Jupiter and Saturn are each accompanied by ragtag hordes of moons, many of which have their own personalities. A pleasing pictorial arrangement of one or more of Saturn’s moons together with the planet and its ring system spanning the frame would be a real conversation starter in your game room.
For astronauts seeking solid ground, the choicest aesthetic pickings in these distant realms are hard to guess. This is largely because the smallest details we’ve been able to record of objects beyond the asteroid belt are typically 0.5 mile (0.8 km) in size or larger. (Let’s except the ground-level pictures of Titan made by the Huygens probe in 2005.)

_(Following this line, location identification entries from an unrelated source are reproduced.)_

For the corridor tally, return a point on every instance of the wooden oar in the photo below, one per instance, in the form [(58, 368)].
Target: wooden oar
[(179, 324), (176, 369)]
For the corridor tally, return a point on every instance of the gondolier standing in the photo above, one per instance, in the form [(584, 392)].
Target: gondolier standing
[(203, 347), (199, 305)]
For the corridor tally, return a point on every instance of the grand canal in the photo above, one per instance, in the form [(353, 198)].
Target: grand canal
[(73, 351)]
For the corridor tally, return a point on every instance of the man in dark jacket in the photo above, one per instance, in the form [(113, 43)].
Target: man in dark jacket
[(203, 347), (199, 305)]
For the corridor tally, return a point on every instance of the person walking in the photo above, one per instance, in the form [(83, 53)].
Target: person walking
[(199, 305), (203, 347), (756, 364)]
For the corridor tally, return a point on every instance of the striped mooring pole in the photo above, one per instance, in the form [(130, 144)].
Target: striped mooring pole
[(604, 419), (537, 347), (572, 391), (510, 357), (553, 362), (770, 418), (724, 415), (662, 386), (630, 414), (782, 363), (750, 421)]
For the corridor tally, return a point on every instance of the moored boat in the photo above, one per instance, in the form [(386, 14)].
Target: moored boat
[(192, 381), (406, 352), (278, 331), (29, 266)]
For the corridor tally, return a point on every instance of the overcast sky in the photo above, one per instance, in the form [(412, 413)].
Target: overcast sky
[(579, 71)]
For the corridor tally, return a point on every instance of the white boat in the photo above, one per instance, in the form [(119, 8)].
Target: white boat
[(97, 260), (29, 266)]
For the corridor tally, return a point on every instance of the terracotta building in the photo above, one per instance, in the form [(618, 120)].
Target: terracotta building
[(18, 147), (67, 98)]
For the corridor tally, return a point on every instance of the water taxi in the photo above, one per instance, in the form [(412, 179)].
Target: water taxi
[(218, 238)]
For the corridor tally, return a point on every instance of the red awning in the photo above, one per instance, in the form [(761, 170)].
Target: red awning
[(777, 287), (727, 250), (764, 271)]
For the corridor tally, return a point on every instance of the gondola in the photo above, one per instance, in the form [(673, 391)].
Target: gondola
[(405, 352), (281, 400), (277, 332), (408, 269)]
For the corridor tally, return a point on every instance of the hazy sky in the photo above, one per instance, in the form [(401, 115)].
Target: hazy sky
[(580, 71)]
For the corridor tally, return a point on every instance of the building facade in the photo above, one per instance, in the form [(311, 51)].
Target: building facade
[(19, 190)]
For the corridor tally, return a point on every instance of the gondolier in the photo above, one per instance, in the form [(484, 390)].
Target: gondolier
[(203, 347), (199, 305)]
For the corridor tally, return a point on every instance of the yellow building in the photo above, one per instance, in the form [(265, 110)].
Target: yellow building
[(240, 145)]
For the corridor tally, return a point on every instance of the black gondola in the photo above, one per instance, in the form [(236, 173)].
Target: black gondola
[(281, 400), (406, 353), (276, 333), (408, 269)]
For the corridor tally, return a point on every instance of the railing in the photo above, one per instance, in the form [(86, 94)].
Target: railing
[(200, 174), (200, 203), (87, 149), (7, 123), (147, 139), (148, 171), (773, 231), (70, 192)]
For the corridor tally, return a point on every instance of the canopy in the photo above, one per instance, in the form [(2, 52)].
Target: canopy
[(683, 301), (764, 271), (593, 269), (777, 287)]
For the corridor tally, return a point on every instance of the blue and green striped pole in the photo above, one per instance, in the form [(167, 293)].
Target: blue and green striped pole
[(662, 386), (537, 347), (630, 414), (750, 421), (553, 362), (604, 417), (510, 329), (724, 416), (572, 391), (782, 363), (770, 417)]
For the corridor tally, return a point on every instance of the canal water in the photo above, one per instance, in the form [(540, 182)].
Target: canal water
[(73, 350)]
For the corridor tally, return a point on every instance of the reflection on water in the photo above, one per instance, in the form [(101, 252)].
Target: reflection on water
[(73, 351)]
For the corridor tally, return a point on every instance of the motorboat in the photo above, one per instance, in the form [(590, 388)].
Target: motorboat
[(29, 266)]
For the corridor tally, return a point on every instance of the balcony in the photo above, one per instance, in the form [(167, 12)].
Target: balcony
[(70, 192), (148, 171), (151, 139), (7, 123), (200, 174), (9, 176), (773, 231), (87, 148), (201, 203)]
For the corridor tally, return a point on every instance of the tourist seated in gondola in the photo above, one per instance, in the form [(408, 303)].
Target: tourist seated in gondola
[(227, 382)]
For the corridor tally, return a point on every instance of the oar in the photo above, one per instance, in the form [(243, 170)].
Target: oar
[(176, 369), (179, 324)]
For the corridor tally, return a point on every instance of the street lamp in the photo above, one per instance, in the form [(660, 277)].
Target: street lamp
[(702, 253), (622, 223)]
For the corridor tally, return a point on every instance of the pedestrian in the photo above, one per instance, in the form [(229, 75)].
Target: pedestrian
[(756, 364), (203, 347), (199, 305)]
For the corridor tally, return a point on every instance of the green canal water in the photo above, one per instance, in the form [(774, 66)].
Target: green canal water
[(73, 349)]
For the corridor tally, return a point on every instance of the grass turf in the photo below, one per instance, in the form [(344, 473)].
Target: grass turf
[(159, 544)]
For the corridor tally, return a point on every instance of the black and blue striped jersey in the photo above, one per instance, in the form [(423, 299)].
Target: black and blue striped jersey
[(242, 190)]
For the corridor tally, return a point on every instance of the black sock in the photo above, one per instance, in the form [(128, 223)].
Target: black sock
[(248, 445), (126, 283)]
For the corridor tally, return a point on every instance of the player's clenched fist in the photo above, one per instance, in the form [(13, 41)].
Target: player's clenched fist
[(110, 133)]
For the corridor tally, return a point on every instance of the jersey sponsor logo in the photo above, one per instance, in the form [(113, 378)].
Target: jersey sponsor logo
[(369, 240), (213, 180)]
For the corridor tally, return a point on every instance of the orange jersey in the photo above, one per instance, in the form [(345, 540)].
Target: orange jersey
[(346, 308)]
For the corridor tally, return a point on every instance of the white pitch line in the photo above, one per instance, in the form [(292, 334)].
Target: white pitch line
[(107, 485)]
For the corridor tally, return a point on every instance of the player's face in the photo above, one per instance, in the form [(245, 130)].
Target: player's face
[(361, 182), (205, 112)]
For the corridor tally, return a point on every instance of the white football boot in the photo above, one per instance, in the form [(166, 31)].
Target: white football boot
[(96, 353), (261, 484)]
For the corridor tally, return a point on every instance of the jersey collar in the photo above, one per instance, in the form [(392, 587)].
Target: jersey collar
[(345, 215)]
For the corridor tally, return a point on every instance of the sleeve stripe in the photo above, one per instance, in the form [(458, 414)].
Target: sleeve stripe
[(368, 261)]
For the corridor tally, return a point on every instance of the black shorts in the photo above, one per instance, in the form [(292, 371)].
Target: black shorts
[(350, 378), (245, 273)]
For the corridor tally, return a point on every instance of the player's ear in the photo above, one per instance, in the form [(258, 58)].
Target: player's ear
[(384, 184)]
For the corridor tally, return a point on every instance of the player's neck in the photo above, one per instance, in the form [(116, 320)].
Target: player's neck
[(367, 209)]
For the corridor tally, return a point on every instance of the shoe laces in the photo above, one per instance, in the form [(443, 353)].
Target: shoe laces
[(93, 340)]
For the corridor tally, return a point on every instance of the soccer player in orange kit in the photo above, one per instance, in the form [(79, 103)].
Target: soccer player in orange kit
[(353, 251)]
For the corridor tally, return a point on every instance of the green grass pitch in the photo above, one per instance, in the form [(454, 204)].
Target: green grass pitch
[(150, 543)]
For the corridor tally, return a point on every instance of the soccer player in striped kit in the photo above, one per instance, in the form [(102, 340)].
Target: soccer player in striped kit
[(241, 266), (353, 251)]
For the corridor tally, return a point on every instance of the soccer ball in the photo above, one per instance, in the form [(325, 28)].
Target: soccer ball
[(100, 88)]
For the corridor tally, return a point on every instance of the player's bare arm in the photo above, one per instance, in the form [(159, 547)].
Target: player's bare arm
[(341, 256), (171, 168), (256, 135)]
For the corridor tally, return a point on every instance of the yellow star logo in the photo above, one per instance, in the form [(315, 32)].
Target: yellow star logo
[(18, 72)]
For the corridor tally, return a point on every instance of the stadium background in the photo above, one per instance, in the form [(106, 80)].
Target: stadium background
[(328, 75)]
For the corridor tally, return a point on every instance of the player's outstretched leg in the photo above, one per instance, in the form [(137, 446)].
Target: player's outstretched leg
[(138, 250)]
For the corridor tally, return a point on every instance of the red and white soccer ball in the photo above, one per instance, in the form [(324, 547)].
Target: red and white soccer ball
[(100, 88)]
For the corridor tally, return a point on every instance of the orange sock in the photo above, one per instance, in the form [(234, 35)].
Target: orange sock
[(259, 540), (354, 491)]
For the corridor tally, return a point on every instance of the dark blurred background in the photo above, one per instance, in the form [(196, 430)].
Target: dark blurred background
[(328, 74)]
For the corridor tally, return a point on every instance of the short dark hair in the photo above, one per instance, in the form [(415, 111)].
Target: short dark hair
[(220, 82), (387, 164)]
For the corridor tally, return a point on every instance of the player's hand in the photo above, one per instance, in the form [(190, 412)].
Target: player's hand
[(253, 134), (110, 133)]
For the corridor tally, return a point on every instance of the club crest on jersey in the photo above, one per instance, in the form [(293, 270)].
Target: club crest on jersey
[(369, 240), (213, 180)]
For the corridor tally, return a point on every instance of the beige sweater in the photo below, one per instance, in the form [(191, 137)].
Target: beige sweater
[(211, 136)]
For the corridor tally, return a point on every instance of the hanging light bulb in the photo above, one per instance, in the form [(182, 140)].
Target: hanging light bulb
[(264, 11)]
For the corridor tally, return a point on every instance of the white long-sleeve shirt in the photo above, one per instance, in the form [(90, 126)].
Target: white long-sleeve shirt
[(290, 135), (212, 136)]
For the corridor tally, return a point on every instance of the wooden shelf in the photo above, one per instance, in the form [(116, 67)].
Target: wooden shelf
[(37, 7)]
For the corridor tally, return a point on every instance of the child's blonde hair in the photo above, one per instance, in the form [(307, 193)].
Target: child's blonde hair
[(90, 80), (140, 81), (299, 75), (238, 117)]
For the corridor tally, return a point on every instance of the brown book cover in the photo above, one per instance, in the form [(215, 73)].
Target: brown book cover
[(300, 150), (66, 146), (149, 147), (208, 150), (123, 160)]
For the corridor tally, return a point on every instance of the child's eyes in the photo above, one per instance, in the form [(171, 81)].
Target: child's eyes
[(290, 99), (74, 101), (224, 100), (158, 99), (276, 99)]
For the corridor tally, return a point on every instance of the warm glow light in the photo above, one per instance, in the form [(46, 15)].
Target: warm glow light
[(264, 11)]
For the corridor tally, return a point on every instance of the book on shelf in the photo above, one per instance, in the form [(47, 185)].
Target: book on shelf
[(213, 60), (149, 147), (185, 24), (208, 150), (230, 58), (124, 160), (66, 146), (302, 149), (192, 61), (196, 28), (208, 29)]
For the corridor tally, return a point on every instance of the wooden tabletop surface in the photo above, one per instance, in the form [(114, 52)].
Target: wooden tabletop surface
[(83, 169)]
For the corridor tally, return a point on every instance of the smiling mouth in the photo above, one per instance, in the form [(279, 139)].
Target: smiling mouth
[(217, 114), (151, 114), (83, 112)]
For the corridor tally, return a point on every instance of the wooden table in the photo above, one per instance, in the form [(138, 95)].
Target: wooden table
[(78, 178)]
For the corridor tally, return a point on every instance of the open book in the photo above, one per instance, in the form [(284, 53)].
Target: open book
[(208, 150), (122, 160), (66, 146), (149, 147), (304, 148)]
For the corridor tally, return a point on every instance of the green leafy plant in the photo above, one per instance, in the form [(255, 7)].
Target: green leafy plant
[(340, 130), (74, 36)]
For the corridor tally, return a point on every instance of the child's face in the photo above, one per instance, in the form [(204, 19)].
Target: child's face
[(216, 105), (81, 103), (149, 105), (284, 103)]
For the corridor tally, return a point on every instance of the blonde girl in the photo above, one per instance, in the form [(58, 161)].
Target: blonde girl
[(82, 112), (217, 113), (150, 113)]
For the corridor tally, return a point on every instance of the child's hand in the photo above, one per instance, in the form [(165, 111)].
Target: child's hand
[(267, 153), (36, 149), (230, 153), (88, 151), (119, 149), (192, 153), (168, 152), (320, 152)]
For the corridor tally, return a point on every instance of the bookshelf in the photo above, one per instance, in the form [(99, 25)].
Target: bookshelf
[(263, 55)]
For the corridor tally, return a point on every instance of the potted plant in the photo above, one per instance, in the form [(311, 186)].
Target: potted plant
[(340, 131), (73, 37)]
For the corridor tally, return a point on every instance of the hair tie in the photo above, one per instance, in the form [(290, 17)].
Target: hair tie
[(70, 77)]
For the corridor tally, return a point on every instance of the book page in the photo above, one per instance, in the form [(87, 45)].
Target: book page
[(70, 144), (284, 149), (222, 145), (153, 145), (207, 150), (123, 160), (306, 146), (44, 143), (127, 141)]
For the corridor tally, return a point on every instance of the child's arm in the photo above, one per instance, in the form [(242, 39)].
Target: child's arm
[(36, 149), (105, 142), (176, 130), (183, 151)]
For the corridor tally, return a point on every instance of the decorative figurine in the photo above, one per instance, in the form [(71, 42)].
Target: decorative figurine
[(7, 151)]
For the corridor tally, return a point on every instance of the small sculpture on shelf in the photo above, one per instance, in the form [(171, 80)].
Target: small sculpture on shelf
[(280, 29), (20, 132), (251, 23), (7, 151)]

But among the features we have seen, perhaps the most alluring are the ice mountains on Pluto, imaged by the New Horizons spacecraft. These hard-as-granite peaks are large enough that you could see them from the vicinity of Pluto’s moon Charon with a decent pair of binoculars. If you can withstand Pluto’s nippy temperatures (a bracing –387 degrees Fahrenheit [–233 degrees Celsius]), you might go down to its surface to line up a telephoto shot of a few mountains framing Charon, hanging low in Pluto’s black sky. Charon would be about seven times the apparent diameter of our own Moon.
As a somewhat more ambitious photographic effort, consider an expedition to roughly 2 billion miles (3.2 billion km) above the ecliptic plane in which the planets orbit. Bayonet a workaday lens onto your camera and aim it downward. You should be able to see the Sun and all the planets out to Saturn. They’ll appear only as bright dots. (The Sun will be a fat bright dot!) But the fact that the image is real, and not a cut in a book, should lend it a certain je ne sais quoi.
The human touch
I’ve heard space aficionados, including scientists, insist that the future of space exploration won’t include much of the freewheeling human wanderings described here. These proudly pragmatic folk maintain that they’re only being realistic when they argue that the solar system should be explored and photographed by robots, not people. Humans should simply stay at home and view our cosmic neighborhood from afar. After all, most astronauts insist on round-trip tickets, something that the robotic craft never do.
That sounds reasonable, at least, at first. But try walking into a sixth-grade classroom and asking how many of the kids are keen to go into space. You’ll find a lot of takers.
Then ask how many prefer to become earthbound engineers, building robotic spacecraft. Many of those hands will go down. Yes, space exploration is a hard, expensive, and dangerous business, so it’s only natural to champion a very practical approach — namely, that we tether humans to terra firma and leave the exploring to the machines. The latter don’t require heavy and complicated life support systems, or shy away from mortal danger.
But clearly, robotic exploration is not the same. Photos made by robot cameras may have tremendous fidelity, but the only artistry they have is that arranged by their earthbound handlers. Arguably better pictures can be made by on-the-spot humans with an aesthetic bent. More than 60 years ago, the Space Age paintings by Chesley Bonestell inspired movies, magazine series, and, ultimately, an entire generation of youngsters who wanted to go to other worlds. They still want to go.
There’s something fundamentally different about witnessing nature in person, for otherwise how do you justify muscling a 12-inch Dobsonian out on a cold night to spend hours squinting through a viewfinder? Especially when you could find a better picture more comfortably (and with considerably less expenditure of time, money, and effort) online?
It’s the romance of going somewhere — to step into a time machine that can take you millions of miles into the velvet voids of space to give you a view that’s more than just an image, but an experience.